Les chansons de pèlerins dans les livrets de colportage

Les Chansons des pèlerins de Saint-Jacques sont l’un des 1 200 titres appartenant à la grande collection dite de la Bibliothèque Bleue, vendue par millions à travers la France entre les XVIIe et XIXe siècles.

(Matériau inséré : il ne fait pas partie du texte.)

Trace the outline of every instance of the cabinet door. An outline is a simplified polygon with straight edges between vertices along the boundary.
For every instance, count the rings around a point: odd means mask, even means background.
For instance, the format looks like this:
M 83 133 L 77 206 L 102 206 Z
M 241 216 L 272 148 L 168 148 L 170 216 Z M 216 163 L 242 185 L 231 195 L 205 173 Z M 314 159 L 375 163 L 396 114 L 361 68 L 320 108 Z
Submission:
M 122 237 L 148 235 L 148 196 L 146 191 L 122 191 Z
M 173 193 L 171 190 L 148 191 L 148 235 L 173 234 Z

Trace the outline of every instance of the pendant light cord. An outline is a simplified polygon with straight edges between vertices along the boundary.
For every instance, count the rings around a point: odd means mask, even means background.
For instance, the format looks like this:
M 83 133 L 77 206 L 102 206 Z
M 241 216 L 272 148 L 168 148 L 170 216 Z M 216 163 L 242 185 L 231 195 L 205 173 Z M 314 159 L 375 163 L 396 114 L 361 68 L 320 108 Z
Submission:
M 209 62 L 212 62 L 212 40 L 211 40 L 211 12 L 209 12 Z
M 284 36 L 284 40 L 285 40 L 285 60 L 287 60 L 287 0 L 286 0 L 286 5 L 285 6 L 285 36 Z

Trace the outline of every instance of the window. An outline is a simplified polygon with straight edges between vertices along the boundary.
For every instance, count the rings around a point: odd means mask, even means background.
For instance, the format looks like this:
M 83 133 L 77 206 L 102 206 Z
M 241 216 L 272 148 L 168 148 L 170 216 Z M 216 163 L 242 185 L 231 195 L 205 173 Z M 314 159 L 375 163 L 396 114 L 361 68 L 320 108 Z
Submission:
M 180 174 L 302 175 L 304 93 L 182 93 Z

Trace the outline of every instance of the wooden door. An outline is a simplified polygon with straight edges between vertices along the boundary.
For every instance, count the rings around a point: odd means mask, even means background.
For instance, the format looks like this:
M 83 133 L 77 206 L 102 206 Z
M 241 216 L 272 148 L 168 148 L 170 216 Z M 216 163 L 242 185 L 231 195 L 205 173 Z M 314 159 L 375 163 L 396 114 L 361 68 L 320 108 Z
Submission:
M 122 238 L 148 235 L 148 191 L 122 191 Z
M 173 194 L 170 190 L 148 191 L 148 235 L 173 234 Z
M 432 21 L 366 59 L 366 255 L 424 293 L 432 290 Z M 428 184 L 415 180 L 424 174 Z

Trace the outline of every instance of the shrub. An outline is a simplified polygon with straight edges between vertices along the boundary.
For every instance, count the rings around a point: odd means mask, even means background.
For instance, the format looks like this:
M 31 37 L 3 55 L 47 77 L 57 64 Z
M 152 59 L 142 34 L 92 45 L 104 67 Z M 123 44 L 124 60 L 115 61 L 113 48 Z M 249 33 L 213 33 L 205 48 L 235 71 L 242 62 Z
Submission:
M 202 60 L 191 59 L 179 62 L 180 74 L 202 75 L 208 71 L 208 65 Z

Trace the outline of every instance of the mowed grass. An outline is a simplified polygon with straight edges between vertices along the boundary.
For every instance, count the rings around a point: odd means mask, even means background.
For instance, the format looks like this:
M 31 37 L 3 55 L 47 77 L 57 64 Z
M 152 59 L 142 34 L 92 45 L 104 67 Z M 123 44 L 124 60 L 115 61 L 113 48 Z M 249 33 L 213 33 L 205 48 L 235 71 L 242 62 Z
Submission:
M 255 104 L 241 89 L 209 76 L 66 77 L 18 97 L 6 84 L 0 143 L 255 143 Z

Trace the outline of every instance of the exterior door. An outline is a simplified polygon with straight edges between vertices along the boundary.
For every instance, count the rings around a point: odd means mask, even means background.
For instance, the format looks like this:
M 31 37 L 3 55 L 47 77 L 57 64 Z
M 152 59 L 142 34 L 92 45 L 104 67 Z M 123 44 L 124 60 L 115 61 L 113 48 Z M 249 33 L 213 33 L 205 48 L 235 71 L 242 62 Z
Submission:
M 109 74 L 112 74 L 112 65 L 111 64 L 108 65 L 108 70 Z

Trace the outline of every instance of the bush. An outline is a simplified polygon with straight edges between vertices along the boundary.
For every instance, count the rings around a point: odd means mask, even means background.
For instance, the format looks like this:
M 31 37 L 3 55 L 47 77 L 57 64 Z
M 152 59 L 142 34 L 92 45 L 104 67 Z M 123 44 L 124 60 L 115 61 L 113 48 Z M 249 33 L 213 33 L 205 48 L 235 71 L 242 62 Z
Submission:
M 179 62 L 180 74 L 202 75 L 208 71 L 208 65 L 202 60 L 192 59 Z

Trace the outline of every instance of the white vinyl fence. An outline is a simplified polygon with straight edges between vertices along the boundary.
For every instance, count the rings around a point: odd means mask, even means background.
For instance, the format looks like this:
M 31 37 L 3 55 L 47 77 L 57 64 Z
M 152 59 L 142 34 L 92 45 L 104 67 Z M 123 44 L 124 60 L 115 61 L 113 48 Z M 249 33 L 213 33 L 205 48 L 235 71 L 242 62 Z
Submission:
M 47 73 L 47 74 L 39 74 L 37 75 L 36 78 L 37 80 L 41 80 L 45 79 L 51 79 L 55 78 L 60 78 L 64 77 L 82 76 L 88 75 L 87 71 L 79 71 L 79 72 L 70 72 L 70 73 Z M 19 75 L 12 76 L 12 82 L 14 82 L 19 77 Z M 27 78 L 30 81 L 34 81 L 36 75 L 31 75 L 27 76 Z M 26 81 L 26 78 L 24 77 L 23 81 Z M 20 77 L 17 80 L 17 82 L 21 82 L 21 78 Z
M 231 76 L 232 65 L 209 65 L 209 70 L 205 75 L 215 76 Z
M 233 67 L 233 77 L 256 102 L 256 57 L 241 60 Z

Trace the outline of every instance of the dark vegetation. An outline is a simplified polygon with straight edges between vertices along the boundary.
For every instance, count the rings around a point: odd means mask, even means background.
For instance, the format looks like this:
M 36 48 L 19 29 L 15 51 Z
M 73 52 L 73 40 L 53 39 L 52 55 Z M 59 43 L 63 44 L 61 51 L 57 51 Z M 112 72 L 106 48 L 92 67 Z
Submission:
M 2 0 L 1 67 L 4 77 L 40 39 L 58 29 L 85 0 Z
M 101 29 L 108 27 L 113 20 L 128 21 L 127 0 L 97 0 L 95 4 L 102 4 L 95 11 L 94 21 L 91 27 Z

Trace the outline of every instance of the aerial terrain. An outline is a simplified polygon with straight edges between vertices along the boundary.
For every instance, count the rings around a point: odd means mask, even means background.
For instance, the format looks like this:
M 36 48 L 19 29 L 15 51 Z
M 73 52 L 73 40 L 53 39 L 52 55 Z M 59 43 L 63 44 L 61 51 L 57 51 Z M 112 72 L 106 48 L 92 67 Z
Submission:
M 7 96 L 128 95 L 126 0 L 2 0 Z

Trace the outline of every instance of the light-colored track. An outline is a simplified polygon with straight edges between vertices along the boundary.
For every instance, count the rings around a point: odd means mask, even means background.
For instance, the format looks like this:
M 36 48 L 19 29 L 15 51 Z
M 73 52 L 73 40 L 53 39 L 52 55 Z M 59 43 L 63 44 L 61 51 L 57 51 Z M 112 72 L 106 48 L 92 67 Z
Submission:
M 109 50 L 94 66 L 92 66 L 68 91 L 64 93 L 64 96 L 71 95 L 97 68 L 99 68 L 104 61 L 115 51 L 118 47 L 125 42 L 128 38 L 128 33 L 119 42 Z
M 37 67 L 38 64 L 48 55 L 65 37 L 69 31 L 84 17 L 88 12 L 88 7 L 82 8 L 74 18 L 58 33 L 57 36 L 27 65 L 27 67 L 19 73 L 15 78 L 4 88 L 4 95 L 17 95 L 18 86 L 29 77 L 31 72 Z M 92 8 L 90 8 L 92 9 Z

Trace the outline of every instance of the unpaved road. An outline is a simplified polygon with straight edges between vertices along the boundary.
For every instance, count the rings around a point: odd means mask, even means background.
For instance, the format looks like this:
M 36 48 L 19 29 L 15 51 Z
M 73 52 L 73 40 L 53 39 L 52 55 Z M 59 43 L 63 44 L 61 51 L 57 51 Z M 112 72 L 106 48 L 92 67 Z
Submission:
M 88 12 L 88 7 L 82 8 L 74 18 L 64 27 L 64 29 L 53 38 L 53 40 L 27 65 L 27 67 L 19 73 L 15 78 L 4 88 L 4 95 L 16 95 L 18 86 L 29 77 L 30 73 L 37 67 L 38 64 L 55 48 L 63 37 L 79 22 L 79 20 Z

Cette Bibliothèque Bleue est une collection de petites brochures fragiles, bon marché, mal imprimées sur un mauvais papier mal encré, avec des coquilles nombreuses et des illustrations rares et archaïques. Elle tire son nom du papier bleu-gris de ses couvertures. A Troyes, au début du XVIIe siècle, en un temps où l’enseignement public n’existait pas, où les bibliothèques étaient rares, Nicolas Oudot, fils d’un typographe, s’attire les faveurs du clergé de la région en éditant des livres pieux illustrés de vieux bois rachetés à bas prix. C’est le succès et sa maison perdure jusqu’en 1863, passant d’une véritable dynastie Oudot aux familles Garnier puis Baudot. A la fin du XVIIIe siècle, cent cinquante imprimeurs produisent des imitations de ces livrets dans 70 villes dont Paris, Lyon, Troyes, Rouen, Toulouse. Dans chacune, une librairie de colportage où viennent s’approvisionner les colporteurs qui ; à leur tour, sillonnent les campagnes.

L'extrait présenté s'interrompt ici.